Question
Required: Use the following information to complete Phillip and Claire Dunphys 2020 federal income tax return . If any information is missing, use reasonable assumptions
Required:
- Use the following information to complete Phillip and Claire Dunphys 2020 federal income tax return. If any information is missing, use reasonable assumptions to fill in the gaps.
Facts:
- Phillip and Claire are married and file a joint return. Phillip is self-employed as a real estate agent, and Claire is a homemaker. Phillip and Claire have three dependent children. All three children live at home with Phillip and Claire for the entire year.
The Dunphys provide you with the following additional information:
- The Dunphys do not want to contribute to the presidential election campaign.
- The Dunphys live at 3701 Brighton Avenue, Miami, Florida 33166.
- Phillips birthday is 11/5/1973 and his Social Security number is 321-XX-5766.
- Claires birthday is 5/12/1976 and her Social Security number is 567-XX-1258.
- Haleys birthday is 11/6/2007 and her Social Security number is 621-XX-7592.
- Alexs birthday is 2/1/2009 and her Social Security number is 621-XX-8751.
- Lukes birthday is 12/12/2013 and his Social Security number is 621-XX-9926.
- The Dunphys do not have any foreign bank accounts or trusts.
- Phillip and Claire received $300 of interest from State Savings Bank on a joint account.
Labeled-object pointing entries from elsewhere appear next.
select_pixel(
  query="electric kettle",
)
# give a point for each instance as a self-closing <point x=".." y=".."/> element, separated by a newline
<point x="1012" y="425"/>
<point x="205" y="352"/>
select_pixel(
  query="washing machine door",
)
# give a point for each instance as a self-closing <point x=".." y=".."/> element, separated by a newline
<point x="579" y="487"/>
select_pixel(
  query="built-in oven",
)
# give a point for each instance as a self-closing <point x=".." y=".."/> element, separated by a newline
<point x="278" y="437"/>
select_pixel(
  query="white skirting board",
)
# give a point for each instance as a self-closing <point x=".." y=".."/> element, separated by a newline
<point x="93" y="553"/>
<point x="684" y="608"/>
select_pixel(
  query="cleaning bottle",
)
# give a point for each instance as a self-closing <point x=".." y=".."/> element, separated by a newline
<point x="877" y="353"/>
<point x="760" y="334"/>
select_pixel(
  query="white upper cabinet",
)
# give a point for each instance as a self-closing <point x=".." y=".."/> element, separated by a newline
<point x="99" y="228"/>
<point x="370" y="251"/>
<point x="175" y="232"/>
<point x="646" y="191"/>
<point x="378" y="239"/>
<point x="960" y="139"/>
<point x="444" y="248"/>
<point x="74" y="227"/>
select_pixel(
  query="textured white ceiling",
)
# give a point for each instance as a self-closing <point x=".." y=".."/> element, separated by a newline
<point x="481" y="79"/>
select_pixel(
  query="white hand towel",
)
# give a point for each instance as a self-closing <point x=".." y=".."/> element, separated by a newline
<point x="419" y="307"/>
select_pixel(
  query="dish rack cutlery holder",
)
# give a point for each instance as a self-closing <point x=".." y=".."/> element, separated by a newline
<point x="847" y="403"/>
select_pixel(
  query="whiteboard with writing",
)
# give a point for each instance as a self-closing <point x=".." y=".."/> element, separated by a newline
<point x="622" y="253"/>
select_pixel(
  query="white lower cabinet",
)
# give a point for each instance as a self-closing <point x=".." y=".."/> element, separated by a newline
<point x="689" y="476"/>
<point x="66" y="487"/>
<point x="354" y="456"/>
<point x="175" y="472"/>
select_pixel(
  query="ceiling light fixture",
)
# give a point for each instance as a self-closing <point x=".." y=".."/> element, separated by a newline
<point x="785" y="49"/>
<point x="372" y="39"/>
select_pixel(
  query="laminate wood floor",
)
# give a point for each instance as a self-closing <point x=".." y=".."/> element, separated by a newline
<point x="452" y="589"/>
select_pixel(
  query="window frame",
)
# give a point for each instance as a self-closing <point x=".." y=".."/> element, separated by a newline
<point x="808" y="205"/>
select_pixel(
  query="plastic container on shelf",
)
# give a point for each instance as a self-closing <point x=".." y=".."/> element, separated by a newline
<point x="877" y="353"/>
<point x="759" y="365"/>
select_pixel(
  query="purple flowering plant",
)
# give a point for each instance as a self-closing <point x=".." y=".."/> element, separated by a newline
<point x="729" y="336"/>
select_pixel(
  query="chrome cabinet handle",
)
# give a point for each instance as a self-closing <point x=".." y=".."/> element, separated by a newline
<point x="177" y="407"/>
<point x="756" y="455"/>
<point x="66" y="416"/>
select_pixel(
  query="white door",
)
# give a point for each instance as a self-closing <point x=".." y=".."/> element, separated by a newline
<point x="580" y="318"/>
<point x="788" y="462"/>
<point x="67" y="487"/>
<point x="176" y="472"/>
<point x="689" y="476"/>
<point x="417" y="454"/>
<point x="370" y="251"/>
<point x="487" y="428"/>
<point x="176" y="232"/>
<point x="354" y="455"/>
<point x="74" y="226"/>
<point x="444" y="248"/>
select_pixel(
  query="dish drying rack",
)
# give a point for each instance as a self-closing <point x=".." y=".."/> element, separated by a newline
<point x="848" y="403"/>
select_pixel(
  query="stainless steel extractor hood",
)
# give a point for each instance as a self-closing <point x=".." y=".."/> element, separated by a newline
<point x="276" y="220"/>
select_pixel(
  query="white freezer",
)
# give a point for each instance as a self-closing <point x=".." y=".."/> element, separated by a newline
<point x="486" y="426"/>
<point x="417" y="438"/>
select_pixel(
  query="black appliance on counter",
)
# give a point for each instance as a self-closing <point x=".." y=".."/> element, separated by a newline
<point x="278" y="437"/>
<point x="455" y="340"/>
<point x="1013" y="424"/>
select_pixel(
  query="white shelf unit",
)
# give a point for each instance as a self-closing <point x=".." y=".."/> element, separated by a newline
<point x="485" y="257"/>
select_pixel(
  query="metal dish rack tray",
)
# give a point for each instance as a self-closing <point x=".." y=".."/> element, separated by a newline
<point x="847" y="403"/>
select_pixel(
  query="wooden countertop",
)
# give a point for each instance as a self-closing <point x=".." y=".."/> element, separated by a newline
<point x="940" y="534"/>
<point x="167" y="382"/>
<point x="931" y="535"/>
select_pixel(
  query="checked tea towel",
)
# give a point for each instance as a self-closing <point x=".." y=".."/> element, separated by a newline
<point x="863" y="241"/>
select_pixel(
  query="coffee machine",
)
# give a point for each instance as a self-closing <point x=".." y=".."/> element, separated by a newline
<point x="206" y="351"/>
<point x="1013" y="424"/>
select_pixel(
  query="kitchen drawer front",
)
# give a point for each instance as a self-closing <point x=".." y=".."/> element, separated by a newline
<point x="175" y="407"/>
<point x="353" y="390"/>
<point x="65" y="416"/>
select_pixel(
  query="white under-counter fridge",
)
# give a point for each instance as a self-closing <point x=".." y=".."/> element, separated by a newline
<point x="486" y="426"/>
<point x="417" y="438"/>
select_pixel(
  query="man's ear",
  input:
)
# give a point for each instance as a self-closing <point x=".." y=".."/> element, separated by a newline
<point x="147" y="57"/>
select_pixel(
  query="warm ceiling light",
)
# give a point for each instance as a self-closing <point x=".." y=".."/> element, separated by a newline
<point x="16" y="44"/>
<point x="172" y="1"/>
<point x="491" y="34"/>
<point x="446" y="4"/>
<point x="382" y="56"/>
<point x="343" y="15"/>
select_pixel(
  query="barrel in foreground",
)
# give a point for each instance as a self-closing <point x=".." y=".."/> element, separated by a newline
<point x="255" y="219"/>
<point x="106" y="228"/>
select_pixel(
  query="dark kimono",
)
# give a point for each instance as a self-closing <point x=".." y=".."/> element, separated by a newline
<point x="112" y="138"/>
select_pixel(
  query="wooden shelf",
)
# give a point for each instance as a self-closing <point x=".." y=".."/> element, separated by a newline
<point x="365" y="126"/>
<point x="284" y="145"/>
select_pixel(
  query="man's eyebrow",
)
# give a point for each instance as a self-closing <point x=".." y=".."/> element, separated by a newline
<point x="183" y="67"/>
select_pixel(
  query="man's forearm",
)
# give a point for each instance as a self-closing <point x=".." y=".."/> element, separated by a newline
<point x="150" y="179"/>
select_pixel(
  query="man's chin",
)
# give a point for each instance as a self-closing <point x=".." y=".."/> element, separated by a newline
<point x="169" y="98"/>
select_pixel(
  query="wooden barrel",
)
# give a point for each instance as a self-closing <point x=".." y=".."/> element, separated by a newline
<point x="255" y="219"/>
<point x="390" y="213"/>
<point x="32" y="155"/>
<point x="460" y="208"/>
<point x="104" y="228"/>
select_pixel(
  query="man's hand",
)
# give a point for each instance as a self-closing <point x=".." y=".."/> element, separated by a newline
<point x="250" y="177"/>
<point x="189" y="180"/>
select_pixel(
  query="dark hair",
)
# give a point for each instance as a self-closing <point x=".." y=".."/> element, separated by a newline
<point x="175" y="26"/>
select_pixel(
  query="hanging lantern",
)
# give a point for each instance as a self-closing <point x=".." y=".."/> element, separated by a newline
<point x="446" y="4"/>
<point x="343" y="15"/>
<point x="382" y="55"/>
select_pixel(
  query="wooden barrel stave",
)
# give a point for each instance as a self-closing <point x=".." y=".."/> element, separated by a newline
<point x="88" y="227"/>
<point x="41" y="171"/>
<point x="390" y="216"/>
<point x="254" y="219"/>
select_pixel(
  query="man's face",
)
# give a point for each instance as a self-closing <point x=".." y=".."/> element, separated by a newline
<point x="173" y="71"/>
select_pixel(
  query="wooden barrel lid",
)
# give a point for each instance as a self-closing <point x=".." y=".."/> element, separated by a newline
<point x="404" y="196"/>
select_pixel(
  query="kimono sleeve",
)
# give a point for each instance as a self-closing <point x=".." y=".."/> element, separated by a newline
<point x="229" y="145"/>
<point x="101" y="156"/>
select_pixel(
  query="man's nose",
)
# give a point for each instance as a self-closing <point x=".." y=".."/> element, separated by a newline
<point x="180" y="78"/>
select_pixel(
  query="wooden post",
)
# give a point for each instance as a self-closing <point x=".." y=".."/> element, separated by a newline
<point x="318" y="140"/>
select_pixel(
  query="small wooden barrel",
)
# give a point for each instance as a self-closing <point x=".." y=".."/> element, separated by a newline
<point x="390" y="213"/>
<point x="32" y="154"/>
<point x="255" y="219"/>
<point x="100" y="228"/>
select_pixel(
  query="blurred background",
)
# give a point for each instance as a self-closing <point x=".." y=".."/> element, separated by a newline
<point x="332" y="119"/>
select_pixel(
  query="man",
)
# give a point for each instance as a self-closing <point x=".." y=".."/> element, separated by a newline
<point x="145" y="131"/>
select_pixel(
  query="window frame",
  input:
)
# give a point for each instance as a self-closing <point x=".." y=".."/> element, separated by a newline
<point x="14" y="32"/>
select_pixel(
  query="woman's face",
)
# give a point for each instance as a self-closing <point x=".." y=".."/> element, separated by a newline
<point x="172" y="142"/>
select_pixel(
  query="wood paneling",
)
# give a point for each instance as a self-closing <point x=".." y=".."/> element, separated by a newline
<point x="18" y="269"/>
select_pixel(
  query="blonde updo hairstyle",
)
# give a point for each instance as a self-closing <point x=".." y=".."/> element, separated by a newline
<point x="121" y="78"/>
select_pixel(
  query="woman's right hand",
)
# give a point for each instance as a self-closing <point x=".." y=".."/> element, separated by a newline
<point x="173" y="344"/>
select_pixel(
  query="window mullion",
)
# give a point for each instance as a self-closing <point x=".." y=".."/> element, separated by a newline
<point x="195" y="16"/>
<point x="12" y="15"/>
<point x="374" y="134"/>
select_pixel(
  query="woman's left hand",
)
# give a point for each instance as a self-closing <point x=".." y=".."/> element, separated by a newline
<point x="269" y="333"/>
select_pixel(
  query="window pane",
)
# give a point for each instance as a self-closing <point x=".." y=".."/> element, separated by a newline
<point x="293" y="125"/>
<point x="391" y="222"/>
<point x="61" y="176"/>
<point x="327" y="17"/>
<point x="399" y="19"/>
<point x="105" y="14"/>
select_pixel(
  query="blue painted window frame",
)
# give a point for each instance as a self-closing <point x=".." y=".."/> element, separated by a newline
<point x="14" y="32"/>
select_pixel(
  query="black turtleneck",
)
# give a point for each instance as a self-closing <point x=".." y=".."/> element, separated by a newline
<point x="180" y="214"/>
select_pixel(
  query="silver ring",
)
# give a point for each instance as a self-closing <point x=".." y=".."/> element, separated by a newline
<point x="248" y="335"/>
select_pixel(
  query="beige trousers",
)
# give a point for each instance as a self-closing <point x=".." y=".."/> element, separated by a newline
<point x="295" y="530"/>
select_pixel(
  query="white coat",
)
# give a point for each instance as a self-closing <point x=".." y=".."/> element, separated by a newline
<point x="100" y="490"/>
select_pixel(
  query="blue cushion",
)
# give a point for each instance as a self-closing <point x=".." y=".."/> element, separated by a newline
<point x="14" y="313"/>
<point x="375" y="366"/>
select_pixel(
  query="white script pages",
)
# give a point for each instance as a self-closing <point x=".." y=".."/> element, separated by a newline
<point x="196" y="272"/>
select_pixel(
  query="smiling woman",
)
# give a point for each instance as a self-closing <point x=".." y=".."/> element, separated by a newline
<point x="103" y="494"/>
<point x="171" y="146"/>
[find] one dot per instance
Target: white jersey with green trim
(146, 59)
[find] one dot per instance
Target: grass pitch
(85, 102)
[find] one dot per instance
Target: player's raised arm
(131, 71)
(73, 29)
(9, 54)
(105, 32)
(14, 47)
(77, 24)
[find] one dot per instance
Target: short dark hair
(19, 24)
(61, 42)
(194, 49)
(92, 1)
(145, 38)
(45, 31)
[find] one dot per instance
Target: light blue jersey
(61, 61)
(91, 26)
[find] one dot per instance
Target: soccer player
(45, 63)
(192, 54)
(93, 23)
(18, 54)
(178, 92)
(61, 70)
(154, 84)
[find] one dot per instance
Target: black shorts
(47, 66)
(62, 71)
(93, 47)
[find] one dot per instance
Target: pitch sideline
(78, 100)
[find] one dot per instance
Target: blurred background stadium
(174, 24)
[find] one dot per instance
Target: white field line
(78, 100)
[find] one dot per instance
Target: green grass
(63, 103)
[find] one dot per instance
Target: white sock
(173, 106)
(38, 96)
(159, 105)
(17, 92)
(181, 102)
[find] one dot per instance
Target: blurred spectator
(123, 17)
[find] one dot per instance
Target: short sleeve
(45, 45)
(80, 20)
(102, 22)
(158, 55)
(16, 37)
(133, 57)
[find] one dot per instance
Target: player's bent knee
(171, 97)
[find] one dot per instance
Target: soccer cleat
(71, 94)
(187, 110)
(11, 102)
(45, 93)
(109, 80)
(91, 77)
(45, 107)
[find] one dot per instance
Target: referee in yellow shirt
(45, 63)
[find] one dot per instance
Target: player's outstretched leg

They also received a qualified dividend of $395 on jointly owned stock in Xila Corporation.
- Phillips full-time real estate business is named Phillip Dunphy Realty. His business is located at 645 Grove Street, Miami, Florida 33166, and his employer identification number is 93-3488888. Phillips gross receipts during the year were $350,000. Phillip uses the cash method of accounting for his business. Phillips business expenses are as follows:
Advertising | $ 5,000 |
Professional dues | 800 |
Professional journals | 200 |
Employee wages | 48,000 |
Insurance on office contents | 1,120 |
Accounting services | 2,100 |
Miscellaneous office expense | 500 |
Utilities and telephone | 3,360 |
Payroll taxes | 3,600 |
Depreciation | To be calculated |
- On March 20, Phillip moved his business into a newly constructed and equipped office on Grove Street. Phillips expenditures for the new office building are as follows:
- Phillip computes his cost recovery allowance using MACRS. He elects NOT to use 179 immediate expensing or any bonus depreciation. Phillip has never claimed 179 or bonus depreciation before.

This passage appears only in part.